Welcome back to CraveOnline‘s award-winning Free Film School, winner of the prestigious Made-Up Award We Give To Ourselves award. This week, we’re going to accuse you of voyeurism.

Films, of course, turn us all into voyeurs. All films offer us, the audience, a chance to peer through a window, into the lives of others, all from the safe distance of a movie theater. We can look and look, and judge and judge, and not worry about ever getting caught. Indeed, since the events in a movie (fiction, documentary, and otherwise) were by necessity recorded earlier, and have to be projected in a room far distant from the subjects, we have become almost the Platonic ideal of a voyeur. We are digging through these people’s purses, totally unbeknownst to them.

And that is actually the very nature of film.

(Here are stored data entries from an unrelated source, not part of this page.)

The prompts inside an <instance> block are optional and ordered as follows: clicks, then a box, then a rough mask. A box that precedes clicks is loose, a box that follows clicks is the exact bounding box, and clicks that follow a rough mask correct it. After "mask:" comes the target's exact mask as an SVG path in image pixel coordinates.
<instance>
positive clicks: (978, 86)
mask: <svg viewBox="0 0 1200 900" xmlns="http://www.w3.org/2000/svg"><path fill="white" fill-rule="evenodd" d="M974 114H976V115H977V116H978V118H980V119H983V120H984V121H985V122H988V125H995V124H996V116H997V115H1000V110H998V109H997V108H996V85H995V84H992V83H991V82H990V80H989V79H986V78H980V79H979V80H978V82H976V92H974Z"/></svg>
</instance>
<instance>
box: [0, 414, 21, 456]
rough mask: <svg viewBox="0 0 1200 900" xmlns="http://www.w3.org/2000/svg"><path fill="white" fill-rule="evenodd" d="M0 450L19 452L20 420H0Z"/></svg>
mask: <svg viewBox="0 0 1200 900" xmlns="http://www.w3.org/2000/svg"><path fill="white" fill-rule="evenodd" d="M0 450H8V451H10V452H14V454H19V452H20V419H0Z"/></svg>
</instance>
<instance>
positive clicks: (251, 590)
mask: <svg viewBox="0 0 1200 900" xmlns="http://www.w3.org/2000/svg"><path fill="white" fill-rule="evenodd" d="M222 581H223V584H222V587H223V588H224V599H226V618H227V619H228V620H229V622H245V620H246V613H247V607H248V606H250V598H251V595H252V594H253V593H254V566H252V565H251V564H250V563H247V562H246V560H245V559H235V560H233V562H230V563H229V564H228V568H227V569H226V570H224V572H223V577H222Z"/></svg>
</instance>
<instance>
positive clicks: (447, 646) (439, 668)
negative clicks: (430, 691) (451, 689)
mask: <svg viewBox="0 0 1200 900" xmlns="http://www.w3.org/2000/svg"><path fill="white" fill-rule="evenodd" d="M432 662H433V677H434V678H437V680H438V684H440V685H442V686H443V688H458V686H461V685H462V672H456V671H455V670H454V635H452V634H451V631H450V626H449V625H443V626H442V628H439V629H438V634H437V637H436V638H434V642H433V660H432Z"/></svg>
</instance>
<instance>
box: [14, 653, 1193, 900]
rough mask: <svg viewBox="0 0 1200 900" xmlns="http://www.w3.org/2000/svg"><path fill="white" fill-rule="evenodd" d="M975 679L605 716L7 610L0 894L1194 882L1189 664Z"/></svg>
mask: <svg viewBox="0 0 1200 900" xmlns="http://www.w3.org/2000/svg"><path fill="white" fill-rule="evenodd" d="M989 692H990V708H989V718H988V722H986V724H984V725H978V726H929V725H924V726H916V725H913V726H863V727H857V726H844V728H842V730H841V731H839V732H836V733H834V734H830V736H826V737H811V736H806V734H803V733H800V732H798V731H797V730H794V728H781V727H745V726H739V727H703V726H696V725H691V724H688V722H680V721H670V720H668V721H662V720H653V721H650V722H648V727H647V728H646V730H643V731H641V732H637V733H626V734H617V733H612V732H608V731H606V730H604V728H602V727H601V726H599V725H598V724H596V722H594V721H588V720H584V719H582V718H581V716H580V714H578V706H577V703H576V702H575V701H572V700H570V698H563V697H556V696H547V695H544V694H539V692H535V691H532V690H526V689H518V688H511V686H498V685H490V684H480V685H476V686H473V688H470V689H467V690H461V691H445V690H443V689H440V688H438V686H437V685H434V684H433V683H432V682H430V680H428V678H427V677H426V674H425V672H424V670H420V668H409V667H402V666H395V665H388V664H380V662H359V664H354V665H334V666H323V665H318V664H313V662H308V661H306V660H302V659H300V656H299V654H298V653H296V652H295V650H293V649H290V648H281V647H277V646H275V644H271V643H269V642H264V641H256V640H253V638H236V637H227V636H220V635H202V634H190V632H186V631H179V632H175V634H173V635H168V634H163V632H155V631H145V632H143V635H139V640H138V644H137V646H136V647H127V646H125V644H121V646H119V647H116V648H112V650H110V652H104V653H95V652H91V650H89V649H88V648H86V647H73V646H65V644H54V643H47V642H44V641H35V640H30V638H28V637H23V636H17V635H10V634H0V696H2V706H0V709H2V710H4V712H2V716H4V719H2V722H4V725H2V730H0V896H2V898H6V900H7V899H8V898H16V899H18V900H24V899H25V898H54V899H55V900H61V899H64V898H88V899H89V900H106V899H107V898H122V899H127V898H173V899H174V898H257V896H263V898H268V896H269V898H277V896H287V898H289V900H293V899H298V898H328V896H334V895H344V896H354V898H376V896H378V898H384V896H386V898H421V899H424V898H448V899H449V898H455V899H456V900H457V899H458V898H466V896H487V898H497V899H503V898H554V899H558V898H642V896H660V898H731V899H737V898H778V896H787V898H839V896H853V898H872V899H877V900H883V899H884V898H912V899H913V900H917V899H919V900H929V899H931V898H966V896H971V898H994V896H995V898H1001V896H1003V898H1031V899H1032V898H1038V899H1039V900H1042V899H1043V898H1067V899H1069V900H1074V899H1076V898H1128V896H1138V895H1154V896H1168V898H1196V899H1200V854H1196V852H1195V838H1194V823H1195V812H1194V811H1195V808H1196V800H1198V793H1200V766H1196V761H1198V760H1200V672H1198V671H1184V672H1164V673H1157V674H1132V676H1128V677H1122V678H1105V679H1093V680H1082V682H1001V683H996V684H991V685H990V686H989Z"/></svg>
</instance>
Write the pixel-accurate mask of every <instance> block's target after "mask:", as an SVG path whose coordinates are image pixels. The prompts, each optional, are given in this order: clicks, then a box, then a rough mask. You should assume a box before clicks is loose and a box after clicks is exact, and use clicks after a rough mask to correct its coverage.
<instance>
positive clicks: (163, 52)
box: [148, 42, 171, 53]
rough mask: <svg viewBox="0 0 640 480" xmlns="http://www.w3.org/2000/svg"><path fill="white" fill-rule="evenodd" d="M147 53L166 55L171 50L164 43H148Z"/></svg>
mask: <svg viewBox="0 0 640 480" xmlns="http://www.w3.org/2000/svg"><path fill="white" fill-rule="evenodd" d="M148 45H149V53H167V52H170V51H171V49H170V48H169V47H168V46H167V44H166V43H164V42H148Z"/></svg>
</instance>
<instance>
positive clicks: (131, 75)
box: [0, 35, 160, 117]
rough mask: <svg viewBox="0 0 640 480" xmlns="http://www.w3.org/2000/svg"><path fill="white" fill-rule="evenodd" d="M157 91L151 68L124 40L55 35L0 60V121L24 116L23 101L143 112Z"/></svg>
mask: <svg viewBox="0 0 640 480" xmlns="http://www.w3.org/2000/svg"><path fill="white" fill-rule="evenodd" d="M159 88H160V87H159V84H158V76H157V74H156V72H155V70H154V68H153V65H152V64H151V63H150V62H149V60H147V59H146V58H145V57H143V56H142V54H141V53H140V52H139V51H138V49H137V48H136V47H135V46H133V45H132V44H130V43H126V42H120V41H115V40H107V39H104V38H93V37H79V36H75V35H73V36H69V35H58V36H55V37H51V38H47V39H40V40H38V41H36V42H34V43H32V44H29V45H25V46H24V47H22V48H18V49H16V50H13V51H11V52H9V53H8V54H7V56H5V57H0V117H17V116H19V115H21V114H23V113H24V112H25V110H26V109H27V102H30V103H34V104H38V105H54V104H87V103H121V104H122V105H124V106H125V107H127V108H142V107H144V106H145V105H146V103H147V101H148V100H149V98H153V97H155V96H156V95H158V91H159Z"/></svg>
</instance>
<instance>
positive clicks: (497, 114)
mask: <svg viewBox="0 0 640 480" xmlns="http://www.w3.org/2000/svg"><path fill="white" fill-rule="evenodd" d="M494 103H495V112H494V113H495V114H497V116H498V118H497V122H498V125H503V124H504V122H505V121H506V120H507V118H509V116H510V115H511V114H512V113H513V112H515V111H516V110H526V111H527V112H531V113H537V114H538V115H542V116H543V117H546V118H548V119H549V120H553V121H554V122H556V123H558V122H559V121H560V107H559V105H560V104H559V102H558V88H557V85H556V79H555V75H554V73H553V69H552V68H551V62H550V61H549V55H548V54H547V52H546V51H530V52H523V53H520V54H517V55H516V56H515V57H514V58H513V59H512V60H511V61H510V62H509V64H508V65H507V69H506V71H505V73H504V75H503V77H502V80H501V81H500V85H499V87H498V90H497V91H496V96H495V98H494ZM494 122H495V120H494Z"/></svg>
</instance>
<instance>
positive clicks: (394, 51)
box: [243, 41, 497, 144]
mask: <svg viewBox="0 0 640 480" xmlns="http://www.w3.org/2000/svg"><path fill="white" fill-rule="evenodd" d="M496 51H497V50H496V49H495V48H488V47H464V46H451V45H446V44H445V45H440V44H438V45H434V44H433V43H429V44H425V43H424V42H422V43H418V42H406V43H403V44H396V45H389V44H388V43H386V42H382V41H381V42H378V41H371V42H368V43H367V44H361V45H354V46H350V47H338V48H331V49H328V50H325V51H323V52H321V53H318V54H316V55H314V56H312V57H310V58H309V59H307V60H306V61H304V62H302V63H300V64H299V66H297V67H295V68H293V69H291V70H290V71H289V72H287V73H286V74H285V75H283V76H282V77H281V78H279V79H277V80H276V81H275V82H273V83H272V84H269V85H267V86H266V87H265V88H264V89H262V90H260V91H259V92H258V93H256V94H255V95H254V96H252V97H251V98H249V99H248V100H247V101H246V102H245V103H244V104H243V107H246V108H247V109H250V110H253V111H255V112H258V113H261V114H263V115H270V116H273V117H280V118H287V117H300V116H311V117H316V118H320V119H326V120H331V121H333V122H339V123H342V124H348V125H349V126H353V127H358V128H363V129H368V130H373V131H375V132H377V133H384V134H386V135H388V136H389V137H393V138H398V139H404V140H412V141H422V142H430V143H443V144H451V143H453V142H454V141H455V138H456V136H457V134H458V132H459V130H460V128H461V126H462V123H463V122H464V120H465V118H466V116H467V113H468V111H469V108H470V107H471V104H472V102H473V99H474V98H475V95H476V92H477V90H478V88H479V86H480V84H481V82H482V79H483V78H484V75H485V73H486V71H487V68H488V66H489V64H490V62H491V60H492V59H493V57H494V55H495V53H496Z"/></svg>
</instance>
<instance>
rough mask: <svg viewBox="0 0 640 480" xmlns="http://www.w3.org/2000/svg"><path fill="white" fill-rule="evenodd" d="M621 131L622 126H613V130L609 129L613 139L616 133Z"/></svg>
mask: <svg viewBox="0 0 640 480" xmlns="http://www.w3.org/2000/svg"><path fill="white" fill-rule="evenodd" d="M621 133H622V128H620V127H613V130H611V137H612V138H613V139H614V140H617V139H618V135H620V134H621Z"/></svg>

We must be voyeuristic to want to watch a movie. We must spy. We must be passive absorbers of other people’s lives. When looked at a certain way, watching a movie is tantamount to committing a pathetic crime. Film’s very nature transforms us into solitary peeping toms who are getting our thrills vicariously through the lives of others.

But this is not always acknowledged. The voyeuristic nature of film is rarely brought our attention because, well, it’s an intrinsic part of absorbing arts and entertainment. Films, books, paintings, theater… all of these media can (and most often do) present us with a fictionalized version of life, often authored by someone else. The audience is invited to leave the “real” world behind, and absorb a new world, peeking in on the imagination of another. The new world may not be an idealized world, or even something too far removed from actual reality. But by being put in an objective place, the art in question instantly forms a “watching/watched” relationship with the audience.

I’ve always resented when a movie or piece of entertainment is referred to as “escapism” (is life so horrible that it needs to be escaped from? and can stupid action movies really provide that?), but that is exactly what all films provide. A kind of cognitive separation from the real world. Plato was right. We may be physical beings, but we are constantly living in a metaphysical universe. Movies provide us with windows into various metaphysical universes.

He said pretentiously.

Sorry to delve so abstractly into the psychology of movies for a moment there, but my point remains valid. We are all spies, and movies are all exhibitionists. For the most part, movies openly allow us to spy in, unabashed and unashamed. We are invited to spy on people having personal dramas, exciting adventures, tender emotions, dark impulses. Movies are laid bare, and we consume them. We are not made to feel guilty about our voyeurism. We are openly encouraged. In a way, the audience is always superior to a movie, because it’s sacrificing itself for us. It’s feeling its emotions for us, and we get to judge and feel at our whim.

Except on those few occasions when a savvy filmmaker will bring the “act of watching” to the fore, and make us suddenly aware of our part in the movie-watching process. Sometimes a movie will cleverly hold up a mirror, and we’ll see ourselves as part of the objective experience. I would argue that these films are some of the best movies because of this relationship. When a movie can call attention to the audience and still remain engaging, then it’s done something clever and interesting.

Of course, that brings up an important question: Are all films exploitative? The simple, easy, and totally correct answer is a resounding yes. True, you may be invited to feel sympathy for the object on screen, but we’re also looking at it. By being filmed, everything on screen becomes an object. If you point a camera at an attractive actress, for instance, you are hereby encouraged to ogle. Don’t feel bad. She is a real person on one level, but most immediately, she is an image to consume. Same with attractive men. Same with anyone, really. All movies, then, are exploitation movies.